Pour les immigrants qui arrivent sur le marché du travail québécois, il n’est pas toujours simple de savoir comme négocier son salaire. Nous avons fait le point avec Susana Diaz, conférencière et directrice du développement organisationnel et de l’emploi chez PME MTL.
Quelle est l’erreur la plus courante au moment de négocier son salaire ?
La première erreur que font certains immigrants quand on leur demande quelles sont leurs prétentions salariales, c’est de répondre « je ne sais pas, je ne connais pas les salaires ici ». On ne peut pas dire ça, car c’est une façon de dire « vous pouvez me payer le plus bas possible, car je ne connais pas le marché du travail ici. »Il faut vraiment se renseigner en amont.
Quelle est la marche à suivre ?
De manière générale, je conseille aux gens de consulter les Normes du travail du Québec, un texte court qui se lit très vite. Sans cela, on peut avoir de mauvaises surprises. Par exemple, en 2018 au Québec, on n’était pas payé en cas de maladie, sauf si l’entreprise offrait ce type d’avantages à ses salariés. Ce n’est que depuis 2019, que les Normes prévoient un minimum de deux journées de maladie payées par année. Cela peut surprendre certains.
Je conseille aussi de bien faire ses calculs. Si on vous propose un salaire annuel, demandez-vous si c’est pour 35 heures ou pour 40 heures par semaine. Dans les grandes entreprises, tout est très clair, mais dans des structures plus petites ce n’est pas toujours le cas.

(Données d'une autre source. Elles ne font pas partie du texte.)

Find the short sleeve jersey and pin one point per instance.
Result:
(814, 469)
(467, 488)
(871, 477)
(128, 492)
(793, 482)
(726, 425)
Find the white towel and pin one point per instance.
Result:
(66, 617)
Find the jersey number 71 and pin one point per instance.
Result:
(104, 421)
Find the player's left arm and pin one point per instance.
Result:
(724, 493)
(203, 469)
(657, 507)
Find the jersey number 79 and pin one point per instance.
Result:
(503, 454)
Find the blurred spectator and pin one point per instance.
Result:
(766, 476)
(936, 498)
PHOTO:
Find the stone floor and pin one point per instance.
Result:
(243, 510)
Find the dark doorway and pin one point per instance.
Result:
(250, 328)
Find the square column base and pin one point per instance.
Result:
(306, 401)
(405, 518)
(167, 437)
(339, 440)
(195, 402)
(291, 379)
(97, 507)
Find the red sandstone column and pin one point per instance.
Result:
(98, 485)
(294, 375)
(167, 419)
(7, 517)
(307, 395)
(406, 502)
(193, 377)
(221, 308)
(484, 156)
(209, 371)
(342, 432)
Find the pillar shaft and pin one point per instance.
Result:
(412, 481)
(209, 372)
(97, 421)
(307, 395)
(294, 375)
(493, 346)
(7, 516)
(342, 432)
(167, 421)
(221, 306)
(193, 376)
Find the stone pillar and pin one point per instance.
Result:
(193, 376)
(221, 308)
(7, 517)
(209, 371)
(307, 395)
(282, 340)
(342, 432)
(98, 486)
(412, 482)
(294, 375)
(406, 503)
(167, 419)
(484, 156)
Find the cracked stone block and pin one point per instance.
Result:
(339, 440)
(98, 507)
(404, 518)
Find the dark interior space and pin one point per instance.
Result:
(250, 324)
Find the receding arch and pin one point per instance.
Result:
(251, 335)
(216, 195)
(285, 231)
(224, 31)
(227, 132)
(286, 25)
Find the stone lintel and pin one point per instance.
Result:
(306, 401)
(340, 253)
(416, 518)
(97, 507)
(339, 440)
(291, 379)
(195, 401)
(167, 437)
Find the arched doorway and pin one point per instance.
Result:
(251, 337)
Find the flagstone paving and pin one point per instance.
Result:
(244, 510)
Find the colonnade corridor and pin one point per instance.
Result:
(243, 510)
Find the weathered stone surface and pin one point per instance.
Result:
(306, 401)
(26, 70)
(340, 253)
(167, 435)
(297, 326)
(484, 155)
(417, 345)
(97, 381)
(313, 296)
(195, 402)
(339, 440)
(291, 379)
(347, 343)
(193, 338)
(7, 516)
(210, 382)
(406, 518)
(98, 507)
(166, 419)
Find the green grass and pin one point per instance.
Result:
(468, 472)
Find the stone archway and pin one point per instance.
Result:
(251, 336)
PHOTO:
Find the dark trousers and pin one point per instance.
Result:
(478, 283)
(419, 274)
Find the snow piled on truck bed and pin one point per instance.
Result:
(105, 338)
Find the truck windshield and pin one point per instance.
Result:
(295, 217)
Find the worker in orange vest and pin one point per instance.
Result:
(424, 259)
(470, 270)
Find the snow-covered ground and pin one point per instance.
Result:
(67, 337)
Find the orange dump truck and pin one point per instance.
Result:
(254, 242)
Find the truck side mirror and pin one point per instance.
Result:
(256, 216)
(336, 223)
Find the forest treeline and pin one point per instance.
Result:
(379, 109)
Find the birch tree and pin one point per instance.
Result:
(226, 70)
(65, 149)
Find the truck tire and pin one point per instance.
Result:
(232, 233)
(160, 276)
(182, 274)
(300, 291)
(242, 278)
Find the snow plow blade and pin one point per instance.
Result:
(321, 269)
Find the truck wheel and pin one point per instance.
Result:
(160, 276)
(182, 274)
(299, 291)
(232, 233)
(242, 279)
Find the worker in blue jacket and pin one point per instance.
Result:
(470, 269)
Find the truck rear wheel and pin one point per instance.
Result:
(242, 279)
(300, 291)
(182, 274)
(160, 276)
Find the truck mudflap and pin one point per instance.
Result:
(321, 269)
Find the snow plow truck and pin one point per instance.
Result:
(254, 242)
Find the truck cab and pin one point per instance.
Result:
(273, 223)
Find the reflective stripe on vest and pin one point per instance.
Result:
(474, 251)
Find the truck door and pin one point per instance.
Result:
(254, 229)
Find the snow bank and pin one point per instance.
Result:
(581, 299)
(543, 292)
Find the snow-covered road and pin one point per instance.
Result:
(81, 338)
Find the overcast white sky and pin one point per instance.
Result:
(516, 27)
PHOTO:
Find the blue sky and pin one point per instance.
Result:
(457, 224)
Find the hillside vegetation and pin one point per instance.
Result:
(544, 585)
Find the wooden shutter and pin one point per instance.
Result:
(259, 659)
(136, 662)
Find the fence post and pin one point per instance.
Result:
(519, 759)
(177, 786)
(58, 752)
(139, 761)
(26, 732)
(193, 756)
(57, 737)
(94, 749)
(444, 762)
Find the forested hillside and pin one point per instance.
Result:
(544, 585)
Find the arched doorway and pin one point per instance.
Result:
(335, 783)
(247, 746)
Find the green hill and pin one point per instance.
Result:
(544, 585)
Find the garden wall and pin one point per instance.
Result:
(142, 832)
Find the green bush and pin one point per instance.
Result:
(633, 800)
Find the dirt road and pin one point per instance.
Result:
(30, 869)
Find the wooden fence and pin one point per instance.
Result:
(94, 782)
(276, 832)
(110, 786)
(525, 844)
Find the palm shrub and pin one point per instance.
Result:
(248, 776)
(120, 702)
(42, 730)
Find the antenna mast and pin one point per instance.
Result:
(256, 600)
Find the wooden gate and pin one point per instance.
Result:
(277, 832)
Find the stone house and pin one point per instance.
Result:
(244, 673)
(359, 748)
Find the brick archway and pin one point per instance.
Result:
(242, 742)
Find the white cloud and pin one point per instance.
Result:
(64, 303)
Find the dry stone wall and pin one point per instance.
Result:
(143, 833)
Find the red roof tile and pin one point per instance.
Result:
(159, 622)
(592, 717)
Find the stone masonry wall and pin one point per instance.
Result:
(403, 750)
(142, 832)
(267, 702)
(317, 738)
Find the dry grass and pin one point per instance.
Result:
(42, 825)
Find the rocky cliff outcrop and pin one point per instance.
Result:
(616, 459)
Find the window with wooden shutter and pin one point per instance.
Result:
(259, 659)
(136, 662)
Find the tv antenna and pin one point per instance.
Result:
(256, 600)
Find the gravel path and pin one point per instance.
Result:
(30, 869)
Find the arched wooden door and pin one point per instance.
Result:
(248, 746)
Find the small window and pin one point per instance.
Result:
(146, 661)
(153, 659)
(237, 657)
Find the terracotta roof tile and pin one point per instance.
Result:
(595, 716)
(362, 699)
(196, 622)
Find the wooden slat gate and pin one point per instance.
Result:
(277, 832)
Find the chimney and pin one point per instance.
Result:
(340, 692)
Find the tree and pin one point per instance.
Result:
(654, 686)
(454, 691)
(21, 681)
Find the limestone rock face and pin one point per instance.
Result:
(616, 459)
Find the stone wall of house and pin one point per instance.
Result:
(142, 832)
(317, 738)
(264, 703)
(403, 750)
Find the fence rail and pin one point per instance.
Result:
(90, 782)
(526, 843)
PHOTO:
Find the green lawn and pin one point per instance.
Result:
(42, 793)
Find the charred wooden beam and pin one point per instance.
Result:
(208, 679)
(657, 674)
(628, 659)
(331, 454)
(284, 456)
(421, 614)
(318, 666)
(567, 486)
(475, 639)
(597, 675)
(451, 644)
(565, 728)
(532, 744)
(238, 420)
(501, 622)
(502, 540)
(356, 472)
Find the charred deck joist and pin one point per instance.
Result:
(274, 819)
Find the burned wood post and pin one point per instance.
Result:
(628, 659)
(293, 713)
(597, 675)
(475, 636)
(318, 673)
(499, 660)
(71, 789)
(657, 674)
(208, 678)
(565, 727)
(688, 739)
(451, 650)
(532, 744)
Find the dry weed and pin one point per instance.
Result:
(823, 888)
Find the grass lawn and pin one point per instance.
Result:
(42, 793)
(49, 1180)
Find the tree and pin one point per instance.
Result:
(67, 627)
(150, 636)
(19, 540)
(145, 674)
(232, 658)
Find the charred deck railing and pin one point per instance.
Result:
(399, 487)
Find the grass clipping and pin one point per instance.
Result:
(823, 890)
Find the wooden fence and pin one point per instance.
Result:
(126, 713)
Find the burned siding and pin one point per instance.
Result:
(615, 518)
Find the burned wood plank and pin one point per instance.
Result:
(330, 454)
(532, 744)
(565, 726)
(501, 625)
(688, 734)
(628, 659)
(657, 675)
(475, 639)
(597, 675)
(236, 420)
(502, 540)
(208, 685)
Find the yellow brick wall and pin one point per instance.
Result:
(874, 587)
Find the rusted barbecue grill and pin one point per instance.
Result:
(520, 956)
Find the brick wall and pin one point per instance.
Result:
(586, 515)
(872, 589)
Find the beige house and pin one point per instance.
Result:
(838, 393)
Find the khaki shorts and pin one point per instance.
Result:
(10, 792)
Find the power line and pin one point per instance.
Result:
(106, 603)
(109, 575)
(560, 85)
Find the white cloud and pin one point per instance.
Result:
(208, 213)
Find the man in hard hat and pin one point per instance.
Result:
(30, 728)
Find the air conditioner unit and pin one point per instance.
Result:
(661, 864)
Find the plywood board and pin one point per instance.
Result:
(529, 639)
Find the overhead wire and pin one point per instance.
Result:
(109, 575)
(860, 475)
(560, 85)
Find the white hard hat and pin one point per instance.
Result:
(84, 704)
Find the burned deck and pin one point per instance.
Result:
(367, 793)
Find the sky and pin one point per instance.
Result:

Et puis, il ne faut pas hésiter à consulter des sites spécialisés et à lire des enquêtes pour avoir une bonne idée du salaire dans son domaine. Je conseille aussi aux gens de demander, s’ils le peuvent, à des personnes qui occupent des postes similaires, quel serait le salaire idéal pour le type de poste recherché considérant l’expérience que l’on possède.
Qu’est-ce qui peut jouer sur la capacité de négociation d’un candidat ?
Il faut que les candidats comprennent comment sont définis les salaires.
Il y existe une question d’offre et de demande : s’il y a peu de travailleurs disponibles dans un secteur donné, ceux-ci pourront prétendre à un salaire plus élevé.
Par ailleurs, l’entreprise a l’obligation de garder une équité externe, car si l’on paie moins que la concurrence, on risque de perdre les meilleurs candidats. Elle doit aussi garder une équité interne : on ne peut pas payer plus quelqu’un qui a les mêmes responsabilités.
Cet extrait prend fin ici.